RIS import bug

jwm · August 5, 2010

On importing from RIS files, (Zotero 2.07), I get the following as page numbers:
"1833, 1823" when I want "1823-1833".

I think this is a bug in RIS.js around line 239.

if(value) {
if(!item.pages) {
item.pages = value;
} else if(value != item.pages) {
item.pages += "-"+value;
}

I think this should read
if(value) {
if(!item.pages) {
item.pages = "-"+value;
} else if(value != item.pages) {
item.pages += "-"+value;
}

any ideas?

James

jwm · August 5, 2010

oops, I meant version 2.03 of Zotero.

noksagt · August 5, 2010

What does the RIS you are importing look like?

jwm · August 5, 2010

This is an extract of the RIS of the thing I am importing (as output by Citeulike). I wonder if zotero is getting confused because the EP (end page) record is before the SP (start page) record. According the RIS format specification, TY must be first and ER must be last, but otherwise the tags can be in any order.

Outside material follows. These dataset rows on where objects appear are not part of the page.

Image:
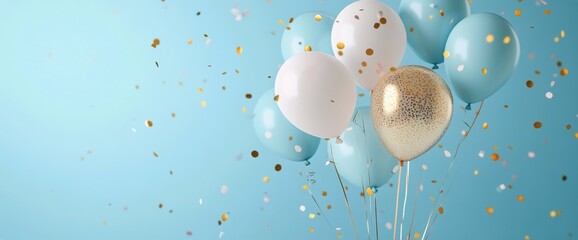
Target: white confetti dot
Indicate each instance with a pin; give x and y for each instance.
(481, 154)
(298, 148)
(224, 189)
(302, 208)
(460, 68)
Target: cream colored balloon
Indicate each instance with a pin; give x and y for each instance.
(411, 109)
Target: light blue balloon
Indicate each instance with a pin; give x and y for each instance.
(310, 29)
(361, 158)
(429, 23)
(278, 134)
(483, 51)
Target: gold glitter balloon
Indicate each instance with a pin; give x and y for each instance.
(411, 109)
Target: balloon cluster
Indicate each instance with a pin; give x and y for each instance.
(411, 106)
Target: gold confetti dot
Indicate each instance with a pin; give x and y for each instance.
(254, 154)
(382, 20)
(369, 52)
(495, 157)
(490, 38)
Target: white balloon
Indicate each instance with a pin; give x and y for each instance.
(316, 93)
(369, 38)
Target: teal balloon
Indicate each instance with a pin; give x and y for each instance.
(429, 23)
(278, 134)
(361, 158)
(482, 53)
(310, 29)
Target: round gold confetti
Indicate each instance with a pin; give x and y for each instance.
(490, 38)
(369, 52)
(495, 157)
(382, 20)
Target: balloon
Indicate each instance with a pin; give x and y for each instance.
(308, 32)
(361, 158)
(411, 109)
(278, 134)
(429, 24)
(481, 54)
(369, 38)
(316, 93)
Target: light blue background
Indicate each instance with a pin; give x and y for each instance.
(71, 166)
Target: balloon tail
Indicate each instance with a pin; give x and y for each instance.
(404, 202)
(397, 199)
(436, 213)
(346, 201)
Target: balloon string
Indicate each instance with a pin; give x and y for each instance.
(436, 213)
(404, 201)
(346, 200)
(397, 200)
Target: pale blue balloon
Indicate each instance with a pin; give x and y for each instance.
(482, 53)
(361, 158)
(278, 134)
(429, 23)
(310, 29)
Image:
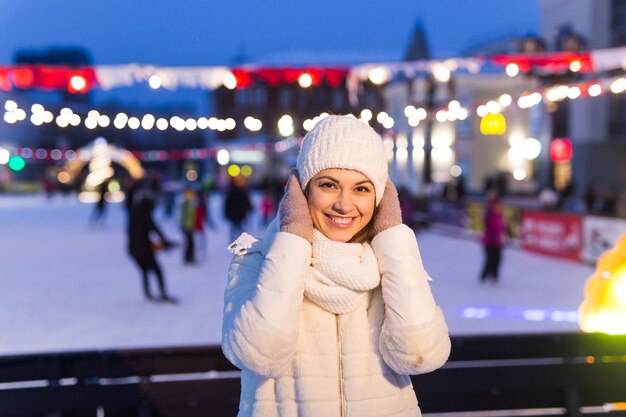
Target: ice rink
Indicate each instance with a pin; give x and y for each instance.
(68, 285)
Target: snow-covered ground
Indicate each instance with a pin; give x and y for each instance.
(66, 285)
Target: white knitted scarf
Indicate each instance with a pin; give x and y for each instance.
(341, 274)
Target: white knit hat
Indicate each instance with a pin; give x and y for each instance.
(347, 143)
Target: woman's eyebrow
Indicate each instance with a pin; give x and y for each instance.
(328, 177)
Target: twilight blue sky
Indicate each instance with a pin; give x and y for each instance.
(205, 32)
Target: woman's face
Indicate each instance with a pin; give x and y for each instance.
(341, 203)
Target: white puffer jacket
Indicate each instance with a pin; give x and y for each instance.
(298, 359)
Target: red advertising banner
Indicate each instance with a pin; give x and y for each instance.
(549, 233)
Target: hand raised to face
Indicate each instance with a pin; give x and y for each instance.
(293, 210)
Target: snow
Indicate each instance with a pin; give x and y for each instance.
(66, 285)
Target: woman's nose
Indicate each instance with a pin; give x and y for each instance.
(343, 203)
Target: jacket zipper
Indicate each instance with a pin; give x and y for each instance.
(339, 366)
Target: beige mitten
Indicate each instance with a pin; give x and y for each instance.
(293, 210)
(389, 213)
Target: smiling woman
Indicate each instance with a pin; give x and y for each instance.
(341, 203)
(332, 310)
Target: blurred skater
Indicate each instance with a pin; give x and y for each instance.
(494, 229)
(141, 247)
(237, 206)
(188, 210)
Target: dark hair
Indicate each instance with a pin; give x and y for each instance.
(366, 234)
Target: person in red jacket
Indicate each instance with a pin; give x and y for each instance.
(494, 229)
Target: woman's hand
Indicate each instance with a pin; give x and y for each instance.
(389, 213)
(293, 210)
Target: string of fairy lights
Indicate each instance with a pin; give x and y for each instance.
(16, 113)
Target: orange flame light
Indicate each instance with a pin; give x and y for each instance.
(604, 307)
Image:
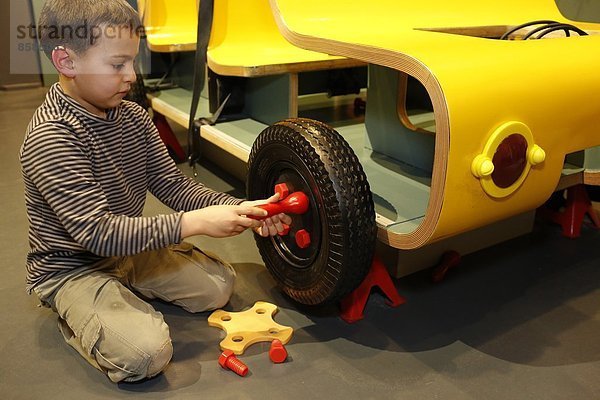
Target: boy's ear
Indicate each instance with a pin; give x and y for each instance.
(63, 62)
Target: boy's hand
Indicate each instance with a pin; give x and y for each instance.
(273, 225)
(220, 221)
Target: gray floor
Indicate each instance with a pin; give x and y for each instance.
(520, 320)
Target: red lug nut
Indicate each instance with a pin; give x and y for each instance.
(302, 239)
(228, 360)
(283, 190)
(277, 353)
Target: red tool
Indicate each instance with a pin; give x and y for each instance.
(228, 360)
(295, 203)
(277, 353)
(283, 190)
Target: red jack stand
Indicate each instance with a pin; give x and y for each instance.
(571, 218)
(354, 303)
(168, 137)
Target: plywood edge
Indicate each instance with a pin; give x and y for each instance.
(276, 69)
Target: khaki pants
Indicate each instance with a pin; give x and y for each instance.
(115, 330)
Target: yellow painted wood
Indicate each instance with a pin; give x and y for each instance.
(477, 85)
(245, 41)
(170, 25)
(248, 327)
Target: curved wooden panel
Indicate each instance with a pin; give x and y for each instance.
(477, 86)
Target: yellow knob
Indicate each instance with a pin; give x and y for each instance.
(536, 155)
(482, 166)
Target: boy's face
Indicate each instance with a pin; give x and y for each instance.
(103, 75)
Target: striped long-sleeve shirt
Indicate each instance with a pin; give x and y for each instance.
(86, 180)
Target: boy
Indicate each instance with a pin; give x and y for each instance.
(88, 159)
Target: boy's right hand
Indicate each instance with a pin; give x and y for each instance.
(220, 221)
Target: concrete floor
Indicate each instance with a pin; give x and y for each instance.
(520, 320)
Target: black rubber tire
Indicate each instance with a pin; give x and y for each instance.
(310, 156)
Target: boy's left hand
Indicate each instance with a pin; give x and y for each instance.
(273, 225)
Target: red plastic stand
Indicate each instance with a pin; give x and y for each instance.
(354, 304)
(168, 137)
(577, 206)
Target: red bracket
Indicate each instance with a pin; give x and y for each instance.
(354, 304)
(571, 218)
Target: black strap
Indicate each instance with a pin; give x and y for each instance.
(205, 17)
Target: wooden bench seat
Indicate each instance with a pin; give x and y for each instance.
(170, 24)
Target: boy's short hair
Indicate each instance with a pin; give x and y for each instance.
(79, 24)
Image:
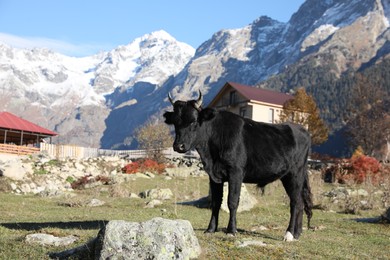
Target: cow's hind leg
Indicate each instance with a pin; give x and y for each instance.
(293, 186)
(216, 201)
(233, 201)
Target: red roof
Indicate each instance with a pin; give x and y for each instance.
(261, 95)
(10, 121)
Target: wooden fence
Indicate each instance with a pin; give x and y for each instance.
(73, 151)
(17, 149)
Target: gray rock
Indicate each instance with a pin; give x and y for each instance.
(154, 239)
(50, 240)
(160, 194)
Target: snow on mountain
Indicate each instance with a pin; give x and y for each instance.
(61, 92)
(103, 98)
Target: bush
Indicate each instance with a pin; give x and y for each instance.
(358, 169)
(144, 165)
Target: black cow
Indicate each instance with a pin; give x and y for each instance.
(234, 149)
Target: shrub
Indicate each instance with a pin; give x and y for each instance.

I have modified my own RIS.js to fix this, but would like confirmation from others that this is a problem, and for it to be fixed in a future release.

TY - JOUR
ID - citeulike:6495796
L3 - citeulike-article-id:6495796
N2 - The three-dimensional structure and dynamics of de novo designed, amphiphilic four-helix bundle peptides (or "maquettes"), capable of binding metallo-porphyrin cofactors at selected locations along the length of the core of the bundle, are investigated via molecular dynamics simulations. The rapid evolution of the initial design to stable three-dimensional structures in the absence (apo-form) and presence (holo-form) of bound cofactors is described for the maquettes at two different soft interfaces between polar and nonpolar media. This comparison of the apo- versus holo-forms allows the investigation of the effects of cofactor incorporation on the structure of the four-helix bundle. The simulation results are in qualitative agreement with available experimental data describing the structures at lower resolution and limited dimension.
IS - 7
JF - The journal of physical chemistry. B
SN - 1520-6106
EP - 1833
TI - Three-dimensional structure and dynamics of a de novo designed, amphiphilic, metallo-porphyrin-binding protein maquette at soft interfaces by molecular dynamics simulations.
VL - 111
SP - 1823
KW - maquette_paper
AU - Zou, Hongling
AU - Strzalka, Joseph
AU - Xu, Ting
AU - Tronin, Andrey
AU - Blasie, Kent
PY - 2007/02/22/
UR - http://dx.doi.org/10.1021/jp0666378
ER -

noksagt · August 5, 2010

This has been discussed before, but I don't remember where...

I have modified my own RIS.js to fix this, but would like confirmation from others that this is a problem, and for it to be fixed in a future release.

The current version of the translator allows for the import of discontinuous pagination, a'la:

SP  - 476
EP  - 481
SP  - 483
EP  - 485

It may be that the smart thing to do would be to treat cases where "SP" followed "EP" and to then check of the SP was lower than the EP it followed. Though this would have to a bit more clever if we wanted it to work for page numbers that consisted of something more than just arabic numerals.

jwm · August 6, 2010

OK, thanks for the reply. So is this being filed as a bug report with the developers?

noksagt · August 6, 2010

Multiple developers read every post here. Since SP/EP take alpha-numeric strings & my solution is not a complete one and since CiteULike is one of the few data sources to put these tages in opposite order, perhaps we should be importing BibTeX from CiteULike as a work-around?

ajlyon · August 6, 2010

What about holding on to EPs and appending them to SPs as they come?
Something like, in my awkward pseudocode:

for each tag => value:
  if tag is EP:
    if (sps.length() > 0):
      ranges.push(sps.pop()+ "-" + value)
    else
      eps.push(value)
  if tag is SP:
    if (eps.length() > 0):
      ranges.push(value + "-" + eps.pop())
    else:
      sps.push(value)
ranges.push(sps.join(", "))
ranges.push(eps.join(", "))
item.pages = ranges.join(", ")

The RIS spec doesn't give much guidance on the use of SP and EP, so it's hard to know how we should interpret mispaired SP and EP tags, but I don't think we should be responsible for making sure they are logically ordered (lower page numbers to higher page numbers).

noksagt · August 6, 2010

Don't know if I agree with your pseudocode, but I had pointed out that it won't work for, e.g. roman numerals & other non-arabic-numeral page numbers.

jwm · August 6, 2010

I have emailed CiteuLike support to suggest the in their output, SP is before EP.

jwm · August 7, 2010

CiteuLike have modifed their RIS export to put SP before EP.

>I've tweaked the RIS export to put SP before EP.
from [support09@citeulike.org]

ajlyon · August 7, 2010

Great to hear that they were receptive to your feedback.